/pastauctions-herman-scraper

A web scraper using Selenium to scrape the content of some car auctions from Herman&Herman

Primary LanguagePython

pastauctions-herman-scraper

A web scraper using Selenium to scrape the content of some car auctions from Herman&Herman

How to use it

Notes: you will need python and pipenv installed in your system.

  1. Clone the repository
  2. Install the dependencies with pipenv install
  3. Run the script with pipenv run python main.py

Some adjustemnts:

  • You should change the destination folder save_path_prefix
  • Check the function get_chrome_driver in case you want to change webdriver, headless mode, etc.

What does it do

The script gets the auctions information and for each auction it gets the urls to the car lots. Everything is divided into archived auctions and current/future actions. The result is an excel file with four sheets, one for the auctions and another for the car lots, for both archived and new auctions.

In example_result some example files are available.

More technical notes

The script uses Selenium to navigate the website and get the information. It uses the Chrome webdriver, but it can be easily changed to another one.

To get only the new auctions from the offer page, two special comments (in dutch) are used. To get all the archived auctions, all the pages in the archive page are visited.

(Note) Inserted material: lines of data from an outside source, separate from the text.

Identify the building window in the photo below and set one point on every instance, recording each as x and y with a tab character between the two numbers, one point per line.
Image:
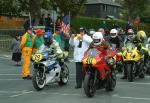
105	8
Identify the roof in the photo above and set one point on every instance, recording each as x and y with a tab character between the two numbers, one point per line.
108	2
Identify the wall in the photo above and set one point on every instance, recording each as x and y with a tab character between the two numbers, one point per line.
100	10
11	23
92	10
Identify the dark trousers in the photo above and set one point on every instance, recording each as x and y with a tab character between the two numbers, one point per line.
79	74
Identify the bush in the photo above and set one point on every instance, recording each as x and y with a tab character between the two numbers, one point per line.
96	23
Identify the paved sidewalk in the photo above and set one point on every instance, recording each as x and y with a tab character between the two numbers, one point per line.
5	53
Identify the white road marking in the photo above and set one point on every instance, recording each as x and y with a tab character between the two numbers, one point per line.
133	98
10	74
135	83
23	93
4	58
11	79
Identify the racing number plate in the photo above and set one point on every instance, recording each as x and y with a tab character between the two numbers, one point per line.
37	57
89	60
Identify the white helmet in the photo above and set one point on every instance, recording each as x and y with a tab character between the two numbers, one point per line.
97	38
113	33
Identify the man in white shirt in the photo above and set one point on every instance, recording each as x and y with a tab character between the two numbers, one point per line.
81	43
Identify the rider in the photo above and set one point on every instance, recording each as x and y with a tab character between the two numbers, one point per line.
114	40
101	44
51	45
38	40
128	39
140	42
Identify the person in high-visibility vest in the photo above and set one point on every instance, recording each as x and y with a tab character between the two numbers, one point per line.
38	40
26	47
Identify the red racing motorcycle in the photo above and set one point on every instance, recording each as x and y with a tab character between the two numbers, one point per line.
99	70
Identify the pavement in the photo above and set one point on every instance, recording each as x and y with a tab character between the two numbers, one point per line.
13	89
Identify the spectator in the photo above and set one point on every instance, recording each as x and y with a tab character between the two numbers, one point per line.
42	20
81	43
16	56
28	25
49	22
58	22
26	46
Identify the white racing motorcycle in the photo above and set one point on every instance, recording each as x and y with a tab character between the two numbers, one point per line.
48	69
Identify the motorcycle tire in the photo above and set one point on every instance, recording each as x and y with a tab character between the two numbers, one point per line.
37	82
130	74
148	68
111	82
64	75
142	74
88	86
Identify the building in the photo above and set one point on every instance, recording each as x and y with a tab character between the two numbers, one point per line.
101	8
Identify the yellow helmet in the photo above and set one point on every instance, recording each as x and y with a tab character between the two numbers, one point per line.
141	36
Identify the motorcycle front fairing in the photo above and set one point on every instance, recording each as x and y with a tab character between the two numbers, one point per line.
48	61
96	59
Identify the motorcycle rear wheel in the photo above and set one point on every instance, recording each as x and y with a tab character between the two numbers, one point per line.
111	82
88	85
38	80
130	72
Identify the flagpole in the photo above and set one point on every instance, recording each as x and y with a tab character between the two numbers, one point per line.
30	20
53	21
69	19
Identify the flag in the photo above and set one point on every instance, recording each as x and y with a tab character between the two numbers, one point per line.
65	26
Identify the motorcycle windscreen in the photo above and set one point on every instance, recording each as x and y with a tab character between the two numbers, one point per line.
130	47
92	53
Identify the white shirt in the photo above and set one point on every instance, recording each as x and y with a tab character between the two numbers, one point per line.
79	52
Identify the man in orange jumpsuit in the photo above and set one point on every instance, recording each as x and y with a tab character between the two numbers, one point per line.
26	47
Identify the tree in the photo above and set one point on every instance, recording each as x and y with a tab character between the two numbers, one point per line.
8	7
133	8
35	6
65	6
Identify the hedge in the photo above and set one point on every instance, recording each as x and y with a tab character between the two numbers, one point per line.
96	23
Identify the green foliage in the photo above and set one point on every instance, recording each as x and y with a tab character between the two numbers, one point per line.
96	23
73	6
133	8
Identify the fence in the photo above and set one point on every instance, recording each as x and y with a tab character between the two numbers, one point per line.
6	37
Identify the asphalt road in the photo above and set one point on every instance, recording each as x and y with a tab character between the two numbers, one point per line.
13	89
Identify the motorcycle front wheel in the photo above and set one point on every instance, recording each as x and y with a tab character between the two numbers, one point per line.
64	75
88	85
38	79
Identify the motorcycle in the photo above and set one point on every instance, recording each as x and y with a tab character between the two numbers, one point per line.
133	62
147	64
48	69
99	72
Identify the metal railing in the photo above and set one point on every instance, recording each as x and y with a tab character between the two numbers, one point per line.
6	36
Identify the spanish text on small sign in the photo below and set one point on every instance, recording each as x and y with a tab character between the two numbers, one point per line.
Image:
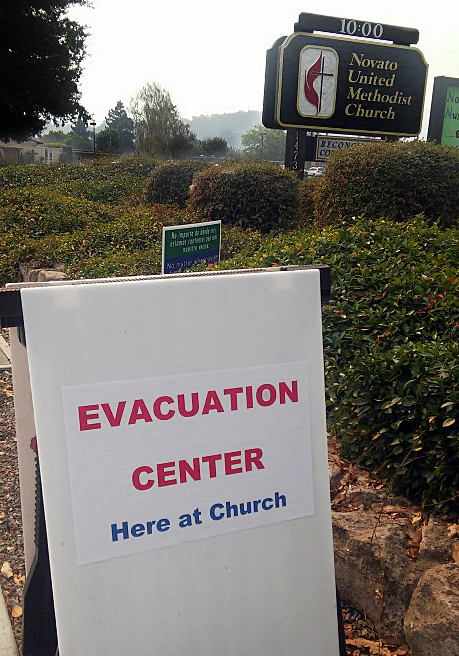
187	245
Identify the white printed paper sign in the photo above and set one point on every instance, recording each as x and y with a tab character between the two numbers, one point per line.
160	461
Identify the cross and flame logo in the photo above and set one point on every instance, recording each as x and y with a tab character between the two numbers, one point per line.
317	81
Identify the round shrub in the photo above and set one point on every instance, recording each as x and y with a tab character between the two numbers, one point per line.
170	183
257	195
392	180
399	415
307	189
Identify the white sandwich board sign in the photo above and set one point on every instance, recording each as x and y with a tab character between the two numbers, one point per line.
181	432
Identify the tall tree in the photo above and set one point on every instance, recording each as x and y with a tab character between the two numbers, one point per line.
263	144
107	141
159	130
119	122
41	51
80	137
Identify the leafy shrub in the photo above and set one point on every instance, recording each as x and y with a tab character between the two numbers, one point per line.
307	189
96	171
394	310
257	195
392	180
119	264
37	211
170	182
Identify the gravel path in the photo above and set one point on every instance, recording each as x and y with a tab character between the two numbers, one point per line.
11	543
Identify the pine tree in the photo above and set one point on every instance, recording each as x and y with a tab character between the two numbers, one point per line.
41	51
119	122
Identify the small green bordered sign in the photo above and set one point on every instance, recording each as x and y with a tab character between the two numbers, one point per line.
187	245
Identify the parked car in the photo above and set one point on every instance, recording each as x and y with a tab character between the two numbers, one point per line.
314	172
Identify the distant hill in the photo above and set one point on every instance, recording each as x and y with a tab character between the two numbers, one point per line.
227	126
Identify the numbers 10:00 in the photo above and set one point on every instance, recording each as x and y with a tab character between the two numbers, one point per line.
365	29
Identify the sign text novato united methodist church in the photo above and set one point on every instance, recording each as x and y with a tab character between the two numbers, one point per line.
340	84
369	82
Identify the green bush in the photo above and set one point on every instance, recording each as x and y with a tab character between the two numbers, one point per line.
261	196
170	182
398	417
395	292
38	211
97	171
307	189
391	180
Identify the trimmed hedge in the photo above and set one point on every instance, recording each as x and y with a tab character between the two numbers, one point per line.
392	180
261	196
394	308
97	171
402	426
170	182
40	211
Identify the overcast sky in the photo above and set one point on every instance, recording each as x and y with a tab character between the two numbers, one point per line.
210	55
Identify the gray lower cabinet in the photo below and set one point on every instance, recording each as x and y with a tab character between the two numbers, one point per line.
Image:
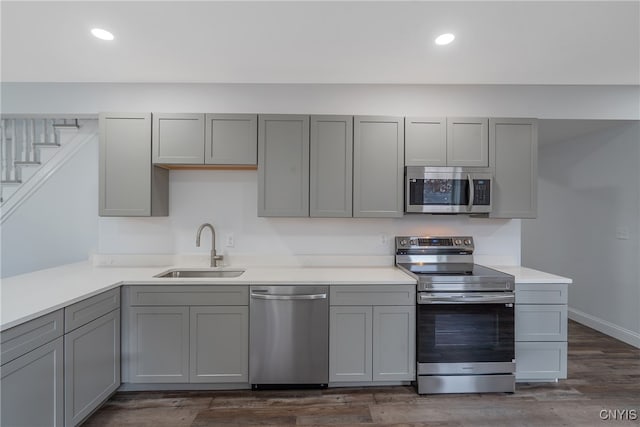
516	167
178	138
128	183
33	387
219	344
186	334
283	165
372	342
331	166
350	349
92	366
378	166
541	331
158	345
394	332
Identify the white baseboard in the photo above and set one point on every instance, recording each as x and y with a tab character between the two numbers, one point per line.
607	328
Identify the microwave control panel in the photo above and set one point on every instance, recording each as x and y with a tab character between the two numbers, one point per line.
481	192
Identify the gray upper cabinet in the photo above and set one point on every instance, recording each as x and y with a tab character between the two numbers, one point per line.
467	142
451	141
425	141
231	139
283	165
516	174
178	138
378	166
331	166
128	184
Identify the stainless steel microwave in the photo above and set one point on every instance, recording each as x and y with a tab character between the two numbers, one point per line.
447	190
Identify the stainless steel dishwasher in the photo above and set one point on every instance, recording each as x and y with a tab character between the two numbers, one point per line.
289	336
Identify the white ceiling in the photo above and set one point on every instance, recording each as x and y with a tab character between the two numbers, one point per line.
514	42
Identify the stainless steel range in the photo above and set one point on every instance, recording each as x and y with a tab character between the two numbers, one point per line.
465	317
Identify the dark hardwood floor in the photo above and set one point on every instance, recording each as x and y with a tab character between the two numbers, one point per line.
604	375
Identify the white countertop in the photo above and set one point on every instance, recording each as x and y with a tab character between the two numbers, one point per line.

To get the information about the urls, some regexps are used. The script is not very robust and may break if the website changes. It is recommended to check the website structure and the script if it stops working.

Update

Since the website doesn't do any complication with cookies or blocks, a drastical improvement for the performance has been done. The code has been refactored so that selenium and a browser are not used anymore. Instead, the requests library is used to get the content of the pages.